Friday, October 22, 2010

Cap. 25 / Las juderías



25. El pecado de Rachel y la deuda de Andrés


«... reposará espíritu de sabiduría y de inteligencia, espíritu de consejo y de poder, espíritu de conocimiento y de temor a Jehová... y acontecerá que la raíz de Isaí, la cual estará puesta por pendón a los pueblos, será buscada por las gentes»: Isaías. 11: 2-3

En la tarde, la cocinera preparó unos mokoli y shuhá de cordero porque Abram vino echando de menos la carne, como se prepara en Cuba. Para no dar idea de cuánto discutieron, a horas de su llegada, por los dichosos recortes de Sara, su mujer, y el «amor a deshoras», ella bajó a comer, y la vieron hacer una miguitas de una especie de albóndiga, pero menos comía que picaba. Malka sabía que Sara estaba enojada; pero Abram estaba satisfecho con el relleno. Tuvo sexo y comió, con sabor criollo, con el antojo de su shutá y las bourekas que mojaba en el caldo de ternera.

Aunque se dio aviso a Andrés de que almolzara o cenara con ellos (a fin de que se discutiera durante el día, tarde o noche, si quedaría instalado en La Bodega), ese día no se le halló en la casita que alguna vez compró en el barrio de los zapateros. Tenía una casita en Jesús del Monte, cercana a Luyanó, y allí se recogió con Rosa Belén por unos años.

A más enamoradiza e involucrada con hombres (puta que resultó la Rosa Belén), él dejó la casa, le pidió que pagara renta, que ella nunca pagó, y se mudó al barrio Colón, cerca de Trocadero y Monserrate. Mas ha sido, en Jesús del Monte, donde a Andrés le place quedarse, especialmente, por los andurriales de la Calzada de la Víbora.

Este lugar le trae muchos recuerdos. En especial, la zona donde estuvo El Cacahual, porque Benavito lo llevó, siendo niñito, a recoger de las aguas ciertas cantidades en botellas para después llevarlas a su laboratorio en Ceiba Mocha y hacer análisis de las muestras.

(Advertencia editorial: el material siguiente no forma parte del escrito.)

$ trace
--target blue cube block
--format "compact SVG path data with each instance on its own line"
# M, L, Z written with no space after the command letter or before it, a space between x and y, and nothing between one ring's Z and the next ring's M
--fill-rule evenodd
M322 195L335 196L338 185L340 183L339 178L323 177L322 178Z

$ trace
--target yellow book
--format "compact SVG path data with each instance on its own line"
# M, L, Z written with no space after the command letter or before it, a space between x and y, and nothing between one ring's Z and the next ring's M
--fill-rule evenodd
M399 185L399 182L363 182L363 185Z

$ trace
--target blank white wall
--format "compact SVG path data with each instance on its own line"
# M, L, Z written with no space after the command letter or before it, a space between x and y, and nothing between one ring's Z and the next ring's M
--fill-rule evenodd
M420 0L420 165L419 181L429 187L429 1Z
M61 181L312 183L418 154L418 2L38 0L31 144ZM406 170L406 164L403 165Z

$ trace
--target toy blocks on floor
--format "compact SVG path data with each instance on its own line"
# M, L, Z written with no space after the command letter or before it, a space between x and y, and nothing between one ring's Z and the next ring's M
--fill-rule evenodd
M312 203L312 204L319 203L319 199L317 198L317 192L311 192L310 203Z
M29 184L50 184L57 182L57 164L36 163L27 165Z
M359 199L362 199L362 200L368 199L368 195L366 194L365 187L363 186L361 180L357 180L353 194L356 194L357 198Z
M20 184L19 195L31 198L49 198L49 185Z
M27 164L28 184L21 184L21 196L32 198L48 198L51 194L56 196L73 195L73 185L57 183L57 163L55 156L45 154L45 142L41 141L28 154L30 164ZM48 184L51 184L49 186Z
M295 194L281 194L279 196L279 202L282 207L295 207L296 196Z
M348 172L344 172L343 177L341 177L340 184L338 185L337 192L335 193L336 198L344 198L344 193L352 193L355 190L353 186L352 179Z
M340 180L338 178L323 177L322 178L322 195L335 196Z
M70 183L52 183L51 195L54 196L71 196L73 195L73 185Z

Aguas supuestamente medicinales del barrio Arroyo Naranjo de La Habana. Ahí, por igual, están las canteras de piedra de San Miguel y, a 12 kilómetros del Capitolio Nacional en la carretera de La Habana a Santiago de las Vegas, el paradero de las berlinas y autobuses que hacían el servicio entre estas dos ciudades.

Sin embargo, si algo puso contento a su regreso, devolviéndole la jovialidad de la niñez a Andrés, siendo que también lo tentó irse a Europa, en tiempo de guerra, fue la construcción del trenecito callejero; pero, no el que se hizo en tiempos de España, el ferrocarril de La Habana a Güines. El que lo entusiasma es otro. El trenecito que parece de juguete, con sus vagones colorados. Este se construyó cuando anduvo ausente, en 1937. Y un tramo de su ruta va de La Habana a Bejucal, y otro de Bejucal a Güines. O de La Habana a Güines.

Y él, en ese año, que su sobrino se fue a Baltimore, se tomó el atrevimiento de invitar a las dos damitas de La Bodega, a que deambulen con él y vean el cielo y el paisaje urbano.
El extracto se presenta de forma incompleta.